Originally posted by zielski:

Suse 10/Opensuse i Ubuntu sprawdzałeś? Ubuntu ma live jak by coś :>

Dzisiaj w szkole sobie śćiągnę ;-)

quiris napisał(a):

Originally posted by Zajec:

Ubuntu ma live jak by coś :>

Uhm. Można sobie zamówić oryginalne tłoczone płytki. Pakiet zawiera płytkę instalacyjną i płytkę live. Przysyłają za free smile Przed dwoma dniami otrzymałem trzy komplety, dla: x86, AMD64, PowerPC

janbar napisał(a):

A kiedy wyslales zamowienie? wink Znam takich co juz po 2,5 miesiaca dostali plytki! wink

Pozdrawiam,

janbar.smile)

quiris napisał(a):

Złożyłem zamówienie, zaraz po opublikowaniu wersji 5.10, czyli gdzieś w połowie października.

PeterCub napisał(a):

Premiera Breezy Badger miała miejsce chyba 13 października

quiris napisał(a):

Originally posted by RevPeter:

Premiera Breezy Badger miała miejsce chyba 13 października

To chyba jest w okolicach połowy października wink

nunio napisał(a):

Originally posted by janbar:

Znam takich co juz po 2,5 miesiaca dostali plytki!

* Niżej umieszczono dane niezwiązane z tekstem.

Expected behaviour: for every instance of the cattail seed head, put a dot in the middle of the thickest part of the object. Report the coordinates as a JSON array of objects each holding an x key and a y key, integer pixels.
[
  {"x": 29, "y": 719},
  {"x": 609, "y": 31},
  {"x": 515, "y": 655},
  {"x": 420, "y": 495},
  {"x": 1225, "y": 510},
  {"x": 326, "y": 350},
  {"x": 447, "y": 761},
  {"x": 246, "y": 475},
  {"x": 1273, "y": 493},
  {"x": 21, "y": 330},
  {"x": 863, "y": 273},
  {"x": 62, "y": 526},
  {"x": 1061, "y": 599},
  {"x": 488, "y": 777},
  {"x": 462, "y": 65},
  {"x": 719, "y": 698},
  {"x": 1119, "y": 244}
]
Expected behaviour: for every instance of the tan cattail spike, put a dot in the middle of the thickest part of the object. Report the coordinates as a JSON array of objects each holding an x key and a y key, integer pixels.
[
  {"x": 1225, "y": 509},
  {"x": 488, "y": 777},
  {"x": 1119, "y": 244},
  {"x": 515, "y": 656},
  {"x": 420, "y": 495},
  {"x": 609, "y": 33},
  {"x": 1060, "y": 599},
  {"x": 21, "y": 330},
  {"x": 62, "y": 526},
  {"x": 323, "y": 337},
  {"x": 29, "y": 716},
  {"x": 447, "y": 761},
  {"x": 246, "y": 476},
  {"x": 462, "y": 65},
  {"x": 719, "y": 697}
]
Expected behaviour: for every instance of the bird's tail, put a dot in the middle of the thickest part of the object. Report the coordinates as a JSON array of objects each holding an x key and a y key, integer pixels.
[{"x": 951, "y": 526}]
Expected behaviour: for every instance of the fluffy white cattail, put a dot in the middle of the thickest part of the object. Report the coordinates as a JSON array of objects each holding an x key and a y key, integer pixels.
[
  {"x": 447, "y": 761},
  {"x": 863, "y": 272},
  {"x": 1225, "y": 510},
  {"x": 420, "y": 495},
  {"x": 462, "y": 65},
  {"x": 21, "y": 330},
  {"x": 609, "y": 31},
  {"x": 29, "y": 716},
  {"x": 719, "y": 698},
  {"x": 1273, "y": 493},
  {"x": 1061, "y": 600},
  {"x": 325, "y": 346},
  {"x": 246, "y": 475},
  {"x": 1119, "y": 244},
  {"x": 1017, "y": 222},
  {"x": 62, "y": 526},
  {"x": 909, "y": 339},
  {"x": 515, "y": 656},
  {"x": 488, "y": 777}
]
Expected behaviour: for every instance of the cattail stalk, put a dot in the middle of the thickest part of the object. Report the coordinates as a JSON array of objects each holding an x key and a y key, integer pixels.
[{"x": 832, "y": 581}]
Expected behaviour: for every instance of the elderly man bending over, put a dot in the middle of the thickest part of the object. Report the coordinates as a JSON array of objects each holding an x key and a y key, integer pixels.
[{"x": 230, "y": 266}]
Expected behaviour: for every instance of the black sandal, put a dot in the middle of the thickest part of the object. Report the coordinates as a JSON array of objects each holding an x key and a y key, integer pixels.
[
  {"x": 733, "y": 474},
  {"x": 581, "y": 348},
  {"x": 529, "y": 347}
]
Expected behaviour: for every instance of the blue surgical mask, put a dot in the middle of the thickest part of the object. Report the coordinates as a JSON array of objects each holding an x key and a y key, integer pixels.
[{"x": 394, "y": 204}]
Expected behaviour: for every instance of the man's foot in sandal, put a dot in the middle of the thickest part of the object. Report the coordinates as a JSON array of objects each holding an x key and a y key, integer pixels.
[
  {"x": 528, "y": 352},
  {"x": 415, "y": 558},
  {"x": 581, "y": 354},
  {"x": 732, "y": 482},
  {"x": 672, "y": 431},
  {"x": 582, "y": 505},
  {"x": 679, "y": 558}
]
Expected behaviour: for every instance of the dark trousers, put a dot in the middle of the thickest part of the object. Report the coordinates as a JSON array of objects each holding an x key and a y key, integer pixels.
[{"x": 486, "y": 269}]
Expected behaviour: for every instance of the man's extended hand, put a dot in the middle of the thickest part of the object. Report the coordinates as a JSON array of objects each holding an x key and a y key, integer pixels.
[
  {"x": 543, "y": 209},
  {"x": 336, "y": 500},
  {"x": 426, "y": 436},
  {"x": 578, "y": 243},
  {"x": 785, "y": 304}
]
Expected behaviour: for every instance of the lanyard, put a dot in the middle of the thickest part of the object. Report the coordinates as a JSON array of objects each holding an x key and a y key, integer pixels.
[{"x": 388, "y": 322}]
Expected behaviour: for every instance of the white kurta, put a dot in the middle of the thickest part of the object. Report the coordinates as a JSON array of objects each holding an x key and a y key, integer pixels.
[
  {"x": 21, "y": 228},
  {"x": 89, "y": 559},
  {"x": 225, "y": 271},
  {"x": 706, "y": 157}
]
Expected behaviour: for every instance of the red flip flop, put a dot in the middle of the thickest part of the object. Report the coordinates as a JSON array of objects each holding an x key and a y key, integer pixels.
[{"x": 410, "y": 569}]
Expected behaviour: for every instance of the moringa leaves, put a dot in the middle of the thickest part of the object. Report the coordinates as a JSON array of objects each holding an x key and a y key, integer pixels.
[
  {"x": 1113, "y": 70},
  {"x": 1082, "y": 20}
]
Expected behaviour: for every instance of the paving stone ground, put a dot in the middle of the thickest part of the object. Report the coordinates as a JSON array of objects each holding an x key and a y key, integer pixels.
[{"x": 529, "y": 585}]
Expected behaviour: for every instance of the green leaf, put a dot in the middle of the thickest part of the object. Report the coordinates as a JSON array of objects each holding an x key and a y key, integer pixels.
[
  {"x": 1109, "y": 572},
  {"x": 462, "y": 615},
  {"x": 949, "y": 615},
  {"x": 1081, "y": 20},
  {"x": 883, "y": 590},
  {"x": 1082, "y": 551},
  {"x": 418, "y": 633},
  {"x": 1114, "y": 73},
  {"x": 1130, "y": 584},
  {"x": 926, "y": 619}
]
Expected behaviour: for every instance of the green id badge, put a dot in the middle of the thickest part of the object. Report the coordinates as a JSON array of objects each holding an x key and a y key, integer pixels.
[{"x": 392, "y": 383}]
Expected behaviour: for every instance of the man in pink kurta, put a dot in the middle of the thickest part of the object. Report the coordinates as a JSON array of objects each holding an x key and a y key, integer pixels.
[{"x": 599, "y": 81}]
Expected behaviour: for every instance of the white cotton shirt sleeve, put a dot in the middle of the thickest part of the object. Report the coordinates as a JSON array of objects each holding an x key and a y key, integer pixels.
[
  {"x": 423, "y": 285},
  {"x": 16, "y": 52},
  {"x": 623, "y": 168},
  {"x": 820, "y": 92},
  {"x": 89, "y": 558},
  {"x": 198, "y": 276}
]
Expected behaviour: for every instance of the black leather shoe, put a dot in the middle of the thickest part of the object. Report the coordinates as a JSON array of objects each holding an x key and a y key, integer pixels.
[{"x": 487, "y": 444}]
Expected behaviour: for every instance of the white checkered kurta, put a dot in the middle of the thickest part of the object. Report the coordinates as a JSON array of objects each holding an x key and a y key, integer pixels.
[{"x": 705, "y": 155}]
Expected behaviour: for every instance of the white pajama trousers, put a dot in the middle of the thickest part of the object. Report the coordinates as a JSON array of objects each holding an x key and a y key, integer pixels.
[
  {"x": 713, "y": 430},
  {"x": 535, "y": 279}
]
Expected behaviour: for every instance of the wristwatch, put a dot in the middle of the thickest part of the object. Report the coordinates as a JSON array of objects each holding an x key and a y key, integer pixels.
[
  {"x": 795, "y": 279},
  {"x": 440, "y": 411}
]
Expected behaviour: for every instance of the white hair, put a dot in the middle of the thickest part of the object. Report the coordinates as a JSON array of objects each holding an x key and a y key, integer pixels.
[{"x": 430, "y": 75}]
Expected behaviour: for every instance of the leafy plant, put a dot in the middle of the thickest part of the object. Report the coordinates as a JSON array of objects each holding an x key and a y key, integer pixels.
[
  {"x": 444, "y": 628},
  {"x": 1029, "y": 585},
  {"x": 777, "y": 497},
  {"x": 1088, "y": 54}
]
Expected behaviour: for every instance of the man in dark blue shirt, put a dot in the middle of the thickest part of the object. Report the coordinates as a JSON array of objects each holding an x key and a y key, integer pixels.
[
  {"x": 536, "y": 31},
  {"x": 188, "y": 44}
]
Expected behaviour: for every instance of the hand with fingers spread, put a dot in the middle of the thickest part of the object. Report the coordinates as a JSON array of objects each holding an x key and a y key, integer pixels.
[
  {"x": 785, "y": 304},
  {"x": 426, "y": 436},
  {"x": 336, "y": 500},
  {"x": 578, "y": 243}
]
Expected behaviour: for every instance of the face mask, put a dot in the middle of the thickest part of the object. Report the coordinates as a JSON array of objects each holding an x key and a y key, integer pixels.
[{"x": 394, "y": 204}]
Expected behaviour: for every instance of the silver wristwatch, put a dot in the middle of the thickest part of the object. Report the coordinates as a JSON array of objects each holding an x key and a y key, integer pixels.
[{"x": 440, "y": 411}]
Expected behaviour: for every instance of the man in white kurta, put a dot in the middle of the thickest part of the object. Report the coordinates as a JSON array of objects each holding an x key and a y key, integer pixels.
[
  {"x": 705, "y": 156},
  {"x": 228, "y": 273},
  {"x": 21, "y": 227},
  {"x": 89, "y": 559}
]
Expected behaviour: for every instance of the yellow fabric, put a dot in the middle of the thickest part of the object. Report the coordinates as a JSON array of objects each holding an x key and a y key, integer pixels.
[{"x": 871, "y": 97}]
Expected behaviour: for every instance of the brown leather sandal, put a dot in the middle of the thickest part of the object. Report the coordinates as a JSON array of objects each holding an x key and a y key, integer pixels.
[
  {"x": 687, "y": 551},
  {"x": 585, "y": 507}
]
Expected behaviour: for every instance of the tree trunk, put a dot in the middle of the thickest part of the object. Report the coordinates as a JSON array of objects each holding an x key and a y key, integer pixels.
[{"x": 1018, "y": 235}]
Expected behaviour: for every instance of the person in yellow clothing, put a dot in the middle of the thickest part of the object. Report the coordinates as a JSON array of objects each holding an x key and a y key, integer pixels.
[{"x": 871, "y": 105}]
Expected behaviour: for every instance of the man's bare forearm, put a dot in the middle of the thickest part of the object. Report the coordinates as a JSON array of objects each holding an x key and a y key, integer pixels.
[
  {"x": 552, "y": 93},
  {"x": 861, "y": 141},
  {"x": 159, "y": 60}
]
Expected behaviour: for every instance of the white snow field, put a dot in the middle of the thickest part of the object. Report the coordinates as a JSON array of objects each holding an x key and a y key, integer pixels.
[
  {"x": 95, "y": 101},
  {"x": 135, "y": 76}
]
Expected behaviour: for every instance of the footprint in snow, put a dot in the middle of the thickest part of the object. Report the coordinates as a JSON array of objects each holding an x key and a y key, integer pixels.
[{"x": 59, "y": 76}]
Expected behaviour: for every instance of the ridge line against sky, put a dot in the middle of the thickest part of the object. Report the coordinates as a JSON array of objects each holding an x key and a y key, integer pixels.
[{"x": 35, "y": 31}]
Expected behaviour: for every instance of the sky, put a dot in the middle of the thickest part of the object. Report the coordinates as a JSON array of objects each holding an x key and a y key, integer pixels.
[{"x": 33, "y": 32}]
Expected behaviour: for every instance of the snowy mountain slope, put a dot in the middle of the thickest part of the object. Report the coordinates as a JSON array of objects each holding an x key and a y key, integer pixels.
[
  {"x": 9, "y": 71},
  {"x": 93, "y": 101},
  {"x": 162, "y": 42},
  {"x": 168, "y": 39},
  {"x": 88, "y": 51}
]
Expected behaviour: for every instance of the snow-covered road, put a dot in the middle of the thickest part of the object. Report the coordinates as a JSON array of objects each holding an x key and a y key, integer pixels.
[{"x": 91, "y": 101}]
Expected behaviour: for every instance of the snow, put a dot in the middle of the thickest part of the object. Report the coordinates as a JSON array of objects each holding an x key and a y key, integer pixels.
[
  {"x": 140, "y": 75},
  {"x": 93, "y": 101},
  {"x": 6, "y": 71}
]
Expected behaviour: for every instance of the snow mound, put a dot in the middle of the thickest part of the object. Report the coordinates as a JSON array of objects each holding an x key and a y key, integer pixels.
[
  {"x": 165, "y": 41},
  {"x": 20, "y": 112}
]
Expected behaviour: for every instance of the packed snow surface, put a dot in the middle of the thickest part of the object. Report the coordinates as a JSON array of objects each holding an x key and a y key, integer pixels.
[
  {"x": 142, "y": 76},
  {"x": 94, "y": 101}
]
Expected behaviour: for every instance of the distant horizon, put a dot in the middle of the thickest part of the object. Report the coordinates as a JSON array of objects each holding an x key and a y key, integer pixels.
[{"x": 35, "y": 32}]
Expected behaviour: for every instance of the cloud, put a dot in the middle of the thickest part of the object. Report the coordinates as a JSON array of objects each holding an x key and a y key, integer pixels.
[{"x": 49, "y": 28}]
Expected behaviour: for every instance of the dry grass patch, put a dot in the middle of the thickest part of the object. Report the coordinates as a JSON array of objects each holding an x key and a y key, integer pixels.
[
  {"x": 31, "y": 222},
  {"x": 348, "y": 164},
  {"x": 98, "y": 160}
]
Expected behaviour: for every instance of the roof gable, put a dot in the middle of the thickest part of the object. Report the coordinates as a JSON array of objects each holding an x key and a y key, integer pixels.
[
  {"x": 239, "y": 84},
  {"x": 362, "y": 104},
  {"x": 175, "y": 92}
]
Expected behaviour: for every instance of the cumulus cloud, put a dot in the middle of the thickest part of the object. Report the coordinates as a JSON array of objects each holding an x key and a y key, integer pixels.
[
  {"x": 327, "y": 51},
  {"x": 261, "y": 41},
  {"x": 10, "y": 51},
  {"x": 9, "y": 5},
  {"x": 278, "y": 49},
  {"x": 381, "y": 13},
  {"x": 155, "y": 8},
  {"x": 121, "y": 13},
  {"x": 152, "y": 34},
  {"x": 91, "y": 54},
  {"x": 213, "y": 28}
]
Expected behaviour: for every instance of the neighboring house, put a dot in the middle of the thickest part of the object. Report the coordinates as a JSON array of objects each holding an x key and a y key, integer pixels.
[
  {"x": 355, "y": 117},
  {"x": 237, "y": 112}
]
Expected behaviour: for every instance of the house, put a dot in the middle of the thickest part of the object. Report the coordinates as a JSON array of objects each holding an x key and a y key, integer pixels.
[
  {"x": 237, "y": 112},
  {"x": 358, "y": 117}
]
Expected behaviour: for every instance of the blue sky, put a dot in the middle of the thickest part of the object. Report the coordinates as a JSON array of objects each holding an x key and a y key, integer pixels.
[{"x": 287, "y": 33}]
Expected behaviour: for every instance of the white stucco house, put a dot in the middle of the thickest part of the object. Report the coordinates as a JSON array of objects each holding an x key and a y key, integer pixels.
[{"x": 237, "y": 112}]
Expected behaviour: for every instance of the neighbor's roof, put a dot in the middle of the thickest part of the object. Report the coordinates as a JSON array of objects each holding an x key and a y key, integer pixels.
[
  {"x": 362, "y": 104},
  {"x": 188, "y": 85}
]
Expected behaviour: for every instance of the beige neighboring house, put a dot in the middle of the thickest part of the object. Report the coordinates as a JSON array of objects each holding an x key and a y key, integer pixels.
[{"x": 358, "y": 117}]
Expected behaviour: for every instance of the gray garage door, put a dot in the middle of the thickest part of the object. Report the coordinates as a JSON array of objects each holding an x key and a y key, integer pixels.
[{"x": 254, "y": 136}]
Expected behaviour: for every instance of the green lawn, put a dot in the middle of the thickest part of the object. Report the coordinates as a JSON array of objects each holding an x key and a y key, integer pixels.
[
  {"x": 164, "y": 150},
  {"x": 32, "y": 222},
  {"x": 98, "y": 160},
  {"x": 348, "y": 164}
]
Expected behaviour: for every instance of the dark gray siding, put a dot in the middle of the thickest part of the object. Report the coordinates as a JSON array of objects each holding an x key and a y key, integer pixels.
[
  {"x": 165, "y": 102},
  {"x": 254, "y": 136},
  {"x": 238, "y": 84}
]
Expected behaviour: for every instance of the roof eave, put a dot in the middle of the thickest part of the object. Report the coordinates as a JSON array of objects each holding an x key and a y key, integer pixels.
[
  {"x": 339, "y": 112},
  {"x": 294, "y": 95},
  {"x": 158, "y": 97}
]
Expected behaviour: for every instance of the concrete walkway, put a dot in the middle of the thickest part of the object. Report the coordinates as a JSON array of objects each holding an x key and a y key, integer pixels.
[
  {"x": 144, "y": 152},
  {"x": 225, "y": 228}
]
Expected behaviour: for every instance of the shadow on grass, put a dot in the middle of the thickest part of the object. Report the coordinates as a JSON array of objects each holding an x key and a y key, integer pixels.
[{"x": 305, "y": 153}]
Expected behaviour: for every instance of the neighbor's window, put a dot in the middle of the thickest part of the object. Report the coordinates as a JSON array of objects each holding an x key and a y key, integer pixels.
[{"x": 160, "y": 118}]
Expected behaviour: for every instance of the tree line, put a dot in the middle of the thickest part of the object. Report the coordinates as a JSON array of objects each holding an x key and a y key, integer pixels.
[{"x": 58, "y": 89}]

Ja dostalem niecale 2 tygodnie po zlozeniu zamowienia (a zlozylem je pod koniec listoada).

archetwist napisał(a):

Originally posted by nunio:

Originally posted by janbar:

Znam takich co juz po 2,5 miesiaca dostali plytki!


Ja dostalem niecale 2 tygodnie po zlozeniu zamowienia (a zlozylem je pod koniec listoada).


Bo to chyba głównie zależy od tego czy się akurat utrafi w porę rozsyłania.